NEW YORK – A team from Israel, the US, Germany, and Switzerland mapped out the spatial features in dozens of glioma cases, including high-grade glioblastoma (GBM) tumors, identifying regions with varying cell state structure that appeared to reflect low oxygen, or hypoxia, conditions with the tumor tissue.
The study, published in Cell on Monday, "adds a spatial dimension to our growing understanding of the glioma ecosystem and may aid in the development of future treatments," co-senior and co-corresponding authors Itay Tirosh, a molecular cell biology researcher at the Weizmann institute of Science, and Mario Suvà, a pathology researcher affiliated with Massachusetts General Hospital and the Broad Institute, and their colleagues wrote.
For their analyses, the researchers considered 10x Genomics Visium-based spatial transcriptomics on 19 glioma samples and spatial proteomic profiles done on a dozen more samples using single-cell codetection by indexing (CODEX) technology, together with published Visium spatial transcriptomic data for 13 high-grade glioma, or GBM, cases.
By integrating these data, the team distinguished between structured and disorganized forms of glioma, which fell along a continuum that coincided with enhanced or reduced levels of hypoxia. Along with local cell clusters that shared a given cell state, for example, the spatial maps highlighted cell states that tended to neighbor one another, while a broader view of structured tumor regions revealed consistent layers of cell states.
"Although tissue organization may be intuitively linked to normal physiology while chaos is reminiscent of aggressive tumor phenotypes, we note that hypoxia and necrosis, and hence cancer state organization, are hallmarks of high-grade glioma," the authors explained.
"Such organization may imply that certain layers are less accessible to drugs or to immune cells," they added, "and thereby more resistant to particular therapies."
In samples that did contain structure, the investigators highlighted five recurrent cell state layers falling along a hypoxic, hypoxia response, and infiltrating continuum: a so-called hypoxic niche; a hypoxia-adjacent layer; a layer marked by angiogenesis immune-hub features; a neurodevelopment/GBM state layer; and a normal brain layer infiltrated by tumor tendrils.

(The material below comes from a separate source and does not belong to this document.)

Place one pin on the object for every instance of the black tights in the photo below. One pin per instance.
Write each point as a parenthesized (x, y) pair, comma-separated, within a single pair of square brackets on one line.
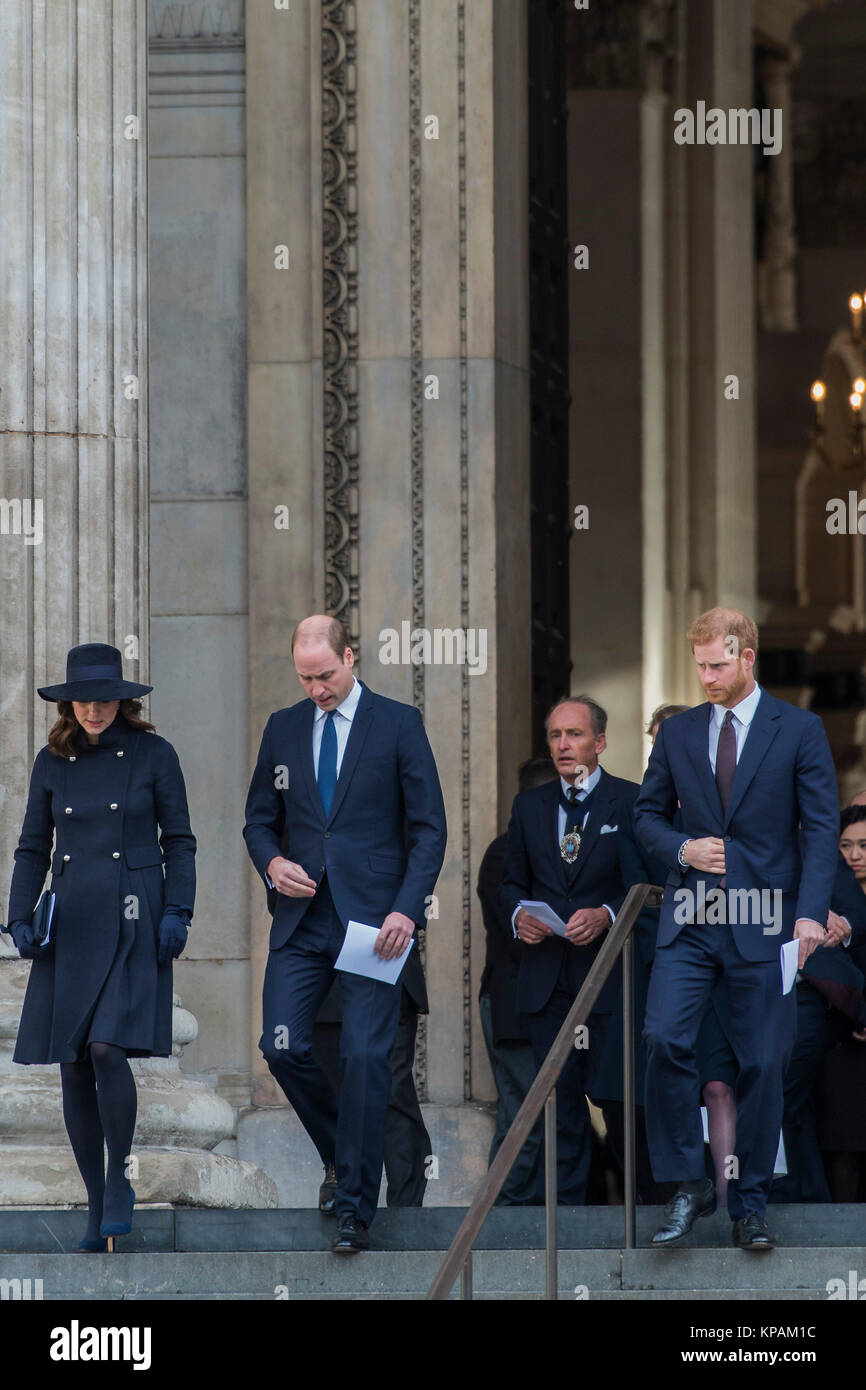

In tumor sections with little to no sign of hypoxia, on the other hand, the team tended to see a disorganized amalgamation of cells with distinct cell state expression features, suggesting that hypoxia and the presence of hypoxic cells has a role in helping to organize a tumor's cell states.
"[W]e provide an extensive spatial description of glioma that demonstrates stereotypical spatial organization at multiple scales, with a prominent role of hypoxia as an organizer and with relative disorganization of regions that lack hypoxia," the authors reported.
Along with analyses focused on "metaprograms" consisting of gene clusters with shared expression features in the tumors, the team also went on to tease out features found in glioma and GBM tumors containing wild-type or mutant versions of the IDH gene.
For example, they noted that the lower-grade glioma cases containing IDH mutations tended to be disorganized and were missing marks of hypoxia, whereas atypical versions of the IDH-mutant gliomas had enhanced levels of hypoxia, along with more pronounced spatial organization features.
Together, the team suggested, the combined spatial transcriptomic and proteomic approach appeared to provide a more detailed look at processes at play in the tumors compared to prior studies focused on spatial transcriptomic data alone.
"We combined Visium with CODEX and computational approaches to define the organization of gliomas," the authors explained, adding that "we identified several [metaprograms] in the spatial transcriptomics data that were not previously defined from single-cell or single-nuclei data."